For the first time in my memory, writing hurt. Hell, just thinking about writing hurt. For the first time, I felt like I was failing at one of the few activities that normally gave me nothing but joy and success. It was my way of relaxing, of hanging out with friends, all of us sharing stories we were excited about and being excited for each other. It was just joy and minimal pain. (Admittedly publishing and the attempt thereof has brought me tears more than once, but writing on the other hand was sheer love.)

I miss that love, that joy. There are days I have a hard time even remembering how it felt to be that joyful.

(In case you wondered, depression and anxiety suck, y’all. They suck a lot.)

It’s taken me longer than I like to realize that during a depressive period like that – and even after as I’m starting to ease out of the spiral – I’ve needed to shift my mindset with regards to my writing and word counts. When I step back and am honest with myself, the fact is that for the past year with the way I didn’t write much at all, one hundred words a day would have been a huge triumph. Huge. If I’d manage to write just a hundred words a day, I’d have finished off the year with 36,500 words.

In my old mind set, that number would feel like next to nothing, like a month’s worth of words at minimum. But 36,500 words is a completed novella. And 36,500 more words would finish this rough draft I’m working on and have been working on for a year. It would be progress, is the point. Even an amount I scoff at as “small” is more than I had without it. It’s certainly more words than I’ve written so far this year, which is something I am honestly cringing about.
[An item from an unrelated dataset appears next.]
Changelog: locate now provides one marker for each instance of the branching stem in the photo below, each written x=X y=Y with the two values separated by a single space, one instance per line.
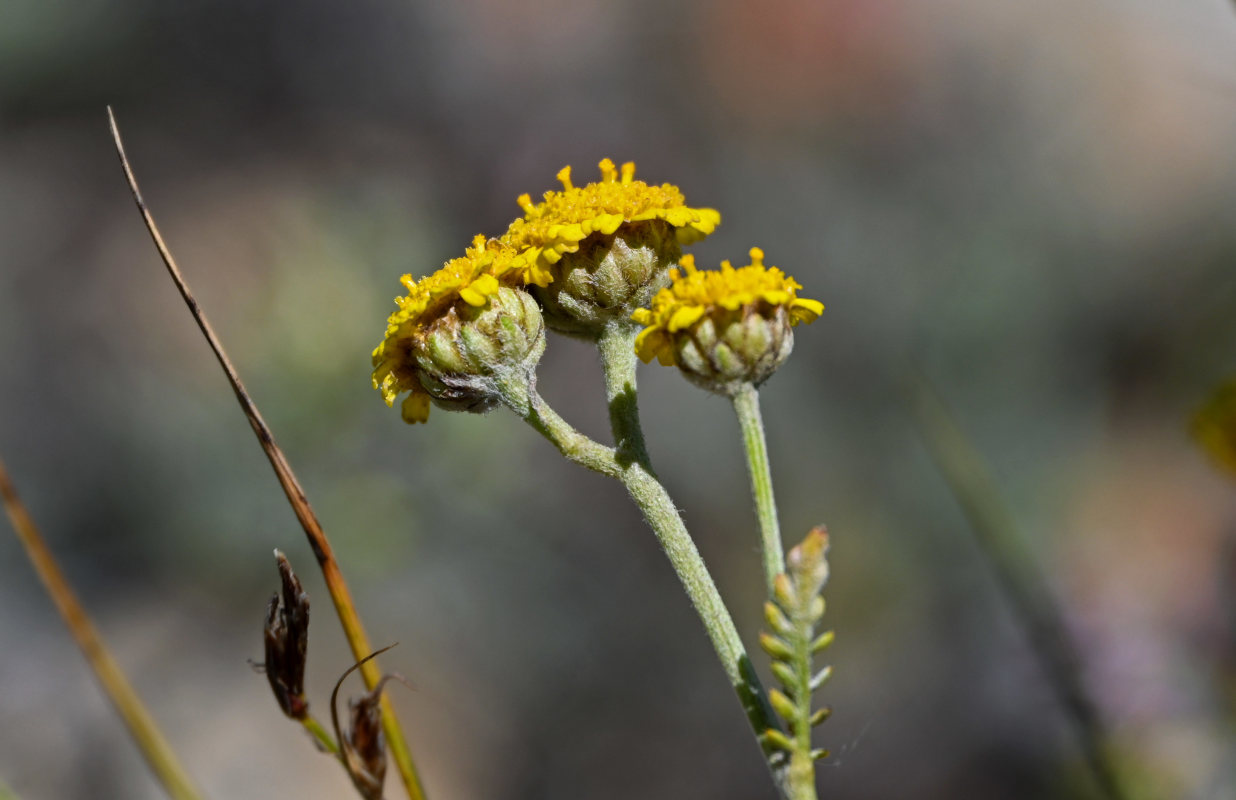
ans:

I look back at my writing tracker and see massive empty stretches of days on the calendar with no writing at all. Days that lead to a terrible writing session when I do finally sit down, because I’ve lost the habit of getting into that flow state, that place where my words not only come most easily, but also are words that I appreciate and am proud of.

A complete lack of writing is far worse than writing “only” one hundred words. I can, and in fact should, be proud of writing that much.

That shifting of my mindset reminds me there is a workable goal, and that tiny steps add up to big distances eventually.

Now would I love it if I managed more words a session? Sure, but I only have to write that hundred. That bare minimum is a goal that encourages me forward, as opposed to the previous thousand word one that seems so often painfully impossible to reach of late.

It may seem like barely enough, but it is still enough.

That’s the part I have to remember.

That’s the part I want to help y’all remember, too, if you need it.

Edit to add before posting this morning: Just to prove my own point to myself, I settled down to write this Saturday night and was sure that I’d only manage to write one hundred words or so and trying desperately to convince myself that just that small amount would be enough. After a couple hours (no really), I realized I’d managed to hit that minimum mark, and then to my happy surprise, realized I was still going, still had words coming out of my keyboard a few at a time. By the time I was done, I had had this blog post, a whole 750 words or so. Is that as many words as I might have managed in an hour a couple years ago – no. Is it more than I have managed in many writing sessions this year? Damn right it is.

Start small and see what happens. At the very least, you’ll have more than you had yesterday. And that’s all you need to start making progress again.